Powertrains for the X760 will be a departure for Jaguar, majoring on four-cylinder petrols and diesels to reduce fuel consumption and CO2. By the time that the X760 is on sale, Jag’s fleet average CO2 output will have to be nudging towards 140g/km and the EU is already talking about a further 40g/km-plus reduction by 2020 or earlier.
For Europe, the main engine will be a version of the 2.2-litre diesel developed for the Range Rover Evoque. With outputs spanning 150bhp to over 200bhp, it should offer refinement, performance and economy.
Jaguar is understood to be ‘package protecting’ the engine bay of the X760 to accommodate a V6 diesel, but it has yet to give this variant internal approval.
In petrol engine markets the core engines will be variants of the 1.6 and 2.0-litre Ford Ecoboost soft turbos, again with power ranging from 150bhp to over 200bhp.
To get low CO2 figures, Jag will have to offer the X760 with a manual transmission and stop-start, but an automatic will also be essential. Engineers are understood to be evaluating both the ZF eight-speeder, also now available with stop-start, and Getrag’s dual-clutch transmission, badged ‘Powershift’ by Ford.
Style-led crossoverThis is the real departure for Jaguar, but the reality is that it cannot ignore the growing soft-roader market. Audi, for example, cannot make enough Q5s to satisfy demand of over 150,000 cars a year globally, and Volvo has had a smash hit with the XC60, now selling around 75,000 a year.
Enthusiasm for the soft-roader is very high from Jaguar’s division in the US, where the model is seen as vital to boost sales in the north-eastern snow belt.
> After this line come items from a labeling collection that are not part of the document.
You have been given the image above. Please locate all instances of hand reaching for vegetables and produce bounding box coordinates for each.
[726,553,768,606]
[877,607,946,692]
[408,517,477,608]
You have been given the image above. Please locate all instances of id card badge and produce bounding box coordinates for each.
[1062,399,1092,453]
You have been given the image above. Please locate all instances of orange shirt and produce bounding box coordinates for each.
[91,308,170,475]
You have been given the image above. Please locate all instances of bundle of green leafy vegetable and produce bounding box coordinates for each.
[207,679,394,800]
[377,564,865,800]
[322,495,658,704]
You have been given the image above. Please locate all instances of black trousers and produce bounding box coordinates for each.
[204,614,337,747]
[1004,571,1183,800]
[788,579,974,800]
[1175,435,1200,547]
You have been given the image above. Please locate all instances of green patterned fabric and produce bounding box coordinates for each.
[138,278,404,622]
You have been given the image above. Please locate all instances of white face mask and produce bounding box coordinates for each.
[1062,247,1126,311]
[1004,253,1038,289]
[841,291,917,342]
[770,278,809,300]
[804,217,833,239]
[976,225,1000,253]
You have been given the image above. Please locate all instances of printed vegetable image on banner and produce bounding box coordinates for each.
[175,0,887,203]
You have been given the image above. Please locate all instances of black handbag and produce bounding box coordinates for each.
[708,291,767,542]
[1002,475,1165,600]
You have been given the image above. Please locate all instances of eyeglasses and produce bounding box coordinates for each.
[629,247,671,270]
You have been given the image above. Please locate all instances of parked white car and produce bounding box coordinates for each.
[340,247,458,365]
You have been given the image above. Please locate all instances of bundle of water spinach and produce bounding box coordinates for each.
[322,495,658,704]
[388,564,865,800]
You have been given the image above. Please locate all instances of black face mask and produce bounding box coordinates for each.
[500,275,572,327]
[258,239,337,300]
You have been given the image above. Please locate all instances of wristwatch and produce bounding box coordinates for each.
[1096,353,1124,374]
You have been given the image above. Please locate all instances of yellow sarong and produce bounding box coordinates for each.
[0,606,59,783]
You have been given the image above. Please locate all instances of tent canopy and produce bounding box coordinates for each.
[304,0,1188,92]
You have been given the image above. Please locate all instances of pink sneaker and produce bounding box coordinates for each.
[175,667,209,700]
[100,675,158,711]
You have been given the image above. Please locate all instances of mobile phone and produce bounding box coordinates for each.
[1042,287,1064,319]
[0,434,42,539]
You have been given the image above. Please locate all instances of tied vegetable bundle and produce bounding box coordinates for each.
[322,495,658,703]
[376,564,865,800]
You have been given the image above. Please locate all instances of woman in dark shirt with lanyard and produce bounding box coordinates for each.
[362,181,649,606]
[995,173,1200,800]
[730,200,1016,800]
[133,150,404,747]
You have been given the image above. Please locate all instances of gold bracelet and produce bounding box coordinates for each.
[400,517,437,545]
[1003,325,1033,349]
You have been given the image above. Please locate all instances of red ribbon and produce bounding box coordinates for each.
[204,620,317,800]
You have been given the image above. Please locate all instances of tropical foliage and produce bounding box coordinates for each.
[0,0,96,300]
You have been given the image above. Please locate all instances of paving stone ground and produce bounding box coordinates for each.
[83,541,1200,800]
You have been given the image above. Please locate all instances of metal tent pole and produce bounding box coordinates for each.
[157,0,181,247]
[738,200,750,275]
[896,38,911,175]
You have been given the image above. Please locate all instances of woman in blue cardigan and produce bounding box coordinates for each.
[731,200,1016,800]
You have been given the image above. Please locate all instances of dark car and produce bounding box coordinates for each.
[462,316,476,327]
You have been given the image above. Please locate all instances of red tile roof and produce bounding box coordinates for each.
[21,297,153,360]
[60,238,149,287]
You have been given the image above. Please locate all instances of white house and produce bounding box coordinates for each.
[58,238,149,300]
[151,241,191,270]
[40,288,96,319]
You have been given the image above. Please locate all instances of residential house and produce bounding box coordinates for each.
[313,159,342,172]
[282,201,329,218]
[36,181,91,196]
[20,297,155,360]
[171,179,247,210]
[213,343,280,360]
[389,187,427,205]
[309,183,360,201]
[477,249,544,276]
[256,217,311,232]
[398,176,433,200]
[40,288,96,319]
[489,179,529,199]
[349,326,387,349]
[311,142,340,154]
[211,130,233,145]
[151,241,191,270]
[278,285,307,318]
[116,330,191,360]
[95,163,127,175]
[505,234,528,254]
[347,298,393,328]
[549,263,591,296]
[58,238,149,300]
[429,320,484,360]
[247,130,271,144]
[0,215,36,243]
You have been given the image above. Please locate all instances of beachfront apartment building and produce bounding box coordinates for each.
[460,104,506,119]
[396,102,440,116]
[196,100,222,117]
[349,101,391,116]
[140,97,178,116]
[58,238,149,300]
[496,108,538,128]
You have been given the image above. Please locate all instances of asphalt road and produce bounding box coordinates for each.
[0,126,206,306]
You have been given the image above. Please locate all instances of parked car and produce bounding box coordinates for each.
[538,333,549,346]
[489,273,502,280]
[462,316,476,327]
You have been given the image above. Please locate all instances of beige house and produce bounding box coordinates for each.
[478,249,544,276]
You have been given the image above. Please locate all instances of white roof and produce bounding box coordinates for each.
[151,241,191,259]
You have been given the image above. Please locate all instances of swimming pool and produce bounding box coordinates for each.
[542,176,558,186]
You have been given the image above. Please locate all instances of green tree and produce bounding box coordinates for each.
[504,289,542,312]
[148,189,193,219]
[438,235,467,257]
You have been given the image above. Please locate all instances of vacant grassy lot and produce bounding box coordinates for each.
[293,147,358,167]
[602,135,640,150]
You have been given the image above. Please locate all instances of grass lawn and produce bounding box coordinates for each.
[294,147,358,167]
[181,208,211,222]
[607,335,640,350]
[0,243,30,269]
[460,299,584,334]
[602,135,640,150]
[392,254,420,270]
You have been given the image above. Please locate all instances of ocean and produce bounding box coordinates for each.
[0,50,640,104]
This ought to be Jaguar’s sales homeland, but two-wheel-drive luxury saloons are being undermined there by the growing popularity of luxury crossovers.
As a result, Jaguar is looking to sister company Range Rover for the running gear of the X760 crossover. Based on the PLA alloy underbody, the X760 has space for a front diff and ‘quill’ shaft to provide drive to the front wheels.
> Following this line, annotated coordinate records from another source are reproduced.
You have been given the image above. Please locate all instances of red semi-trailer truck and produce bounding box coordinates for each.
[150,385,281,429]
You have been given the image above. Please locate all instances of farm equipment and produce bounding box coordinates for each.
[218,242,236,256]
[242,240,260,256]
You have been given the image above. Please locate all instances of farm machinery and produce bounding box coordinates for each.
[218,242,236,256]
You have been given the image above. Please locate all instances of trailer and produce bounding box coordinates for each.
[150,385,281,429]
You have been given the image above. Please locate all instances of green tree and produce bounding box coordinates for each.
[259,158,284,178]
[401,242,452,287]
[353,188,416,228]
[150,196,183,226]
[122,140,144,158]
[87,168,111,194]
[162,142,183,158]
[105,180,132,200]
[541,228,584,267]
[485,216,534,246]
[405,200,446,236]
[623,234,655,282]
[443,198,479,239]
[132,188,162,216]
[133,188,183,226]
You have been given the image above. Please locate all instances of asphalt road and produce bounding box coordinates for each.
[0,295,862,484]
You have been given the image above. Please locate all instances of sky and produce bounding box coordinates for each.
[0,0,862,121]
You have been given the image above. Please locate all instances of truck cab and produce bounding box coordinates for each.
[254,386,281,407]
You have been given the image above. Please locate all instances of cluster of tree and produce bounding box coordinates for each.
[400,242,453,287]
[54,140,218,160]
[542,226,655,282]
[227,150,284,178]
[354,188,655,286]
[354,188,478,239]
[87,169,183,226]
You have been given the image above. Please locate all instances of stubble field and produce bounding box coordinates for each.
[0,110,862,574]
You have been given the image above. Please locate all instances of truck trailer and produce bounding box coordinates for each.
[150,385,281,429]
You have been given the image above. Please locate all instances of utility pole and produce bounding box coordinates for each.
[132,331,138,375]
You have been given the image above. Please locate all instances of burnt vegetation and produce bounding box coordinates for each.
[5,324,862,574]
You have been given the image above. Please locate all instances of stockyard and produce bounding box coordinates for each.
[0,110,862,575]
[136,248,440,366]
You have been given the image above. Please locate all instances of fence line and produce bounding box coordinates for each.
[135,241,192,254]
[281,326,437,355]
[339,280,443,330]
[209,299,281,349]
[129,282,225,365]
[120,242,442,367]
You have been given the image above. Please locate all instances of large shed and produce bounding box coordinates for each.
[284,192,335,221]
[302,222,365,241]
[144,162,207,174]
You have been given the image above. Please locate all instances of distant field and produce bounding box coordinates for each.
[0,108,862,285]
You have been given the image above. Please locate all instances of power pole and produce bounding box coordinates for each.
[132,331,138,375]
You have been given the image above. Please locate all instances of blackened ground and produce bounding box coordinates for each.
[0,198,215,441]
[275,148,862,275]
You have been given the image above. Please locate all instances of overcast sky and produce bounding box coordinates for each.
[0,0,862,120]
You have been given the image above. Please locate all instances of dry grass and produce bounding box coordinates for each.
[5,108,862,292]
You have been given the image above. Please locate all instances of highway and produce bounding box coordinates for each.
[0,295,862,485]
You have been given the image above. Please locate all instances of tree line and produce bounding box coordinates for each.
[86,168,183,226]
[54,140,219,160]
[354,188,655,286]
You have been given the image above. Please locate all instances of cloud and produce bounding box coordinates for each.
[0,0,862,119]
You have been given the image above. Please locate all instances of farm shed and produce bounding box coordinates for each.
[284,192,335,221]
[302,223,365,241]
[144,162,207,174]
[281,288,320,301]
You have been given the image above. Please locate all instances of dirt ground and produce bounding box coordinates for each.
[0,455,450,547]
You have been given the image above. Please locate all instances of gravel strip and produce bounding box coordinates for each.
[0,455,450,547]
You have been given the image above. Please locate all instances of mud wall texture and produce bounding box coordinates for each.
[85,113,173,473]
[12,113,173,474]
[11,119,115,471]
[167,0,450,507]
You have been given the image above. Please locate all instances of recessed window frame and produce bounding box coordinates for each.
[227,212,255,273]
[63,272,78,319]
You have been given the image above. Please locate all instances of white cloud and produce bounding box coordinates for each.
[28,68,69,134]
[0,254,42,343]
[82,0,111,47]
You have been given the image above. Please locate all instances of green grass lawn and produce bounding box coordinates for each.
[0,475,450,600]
Because the PLA is being developed from the ground up, Autocar understands that the new running gear — such as the power take-off from the ZF auto gearbox and the centre diff — is packaged more efficiently to keep the overall height of the Jaguar 4x4 low.
To keep sufficient marketing space between the Range Rover and Range Rover Sport, Jaguar is creating a style-focused 4x4. One source compares the new model to the Infiniti FX.
Space will open up in the JLR range for the X760 because the next-gen Range Rover Sport will come with a five-plus-two seating arrangement as standard for the first time. So the X760 will be expected to appeal to some of the Range Rover Sport’s buyers, particularly urban drivers looking for a less overt but still-stylish 4x4 with lots of British luxury.
As a result, the new Jag 4x4 will have a compact, four-seat cabin set well back to give it a sporty, long-bonnet proportion to the styling.
The ground clearance will be higher than a conventional saloon’s but not as lofty as a Range Rover’s, and the seating position will be more relaxed, with a sports saloon feel rather than an upright set-up used for maximum off-road visibility. The cockpit will cocoon the driver more like a coupé’s than a utility vehicle’s. Similarly, the four-wheel drive system will be focused on road ability and safe, secure handling in wet and snowy conditions.
The cabin will aim to bring the style of the XF’s and XJ’s to the crossover market, giving the X760 a strong identity. Powertrains will be drawn from the X760 component set, which means the 2.2-litre turbodiesel and Ecoboost soft-turbo 1.6 and 2.0 petrols.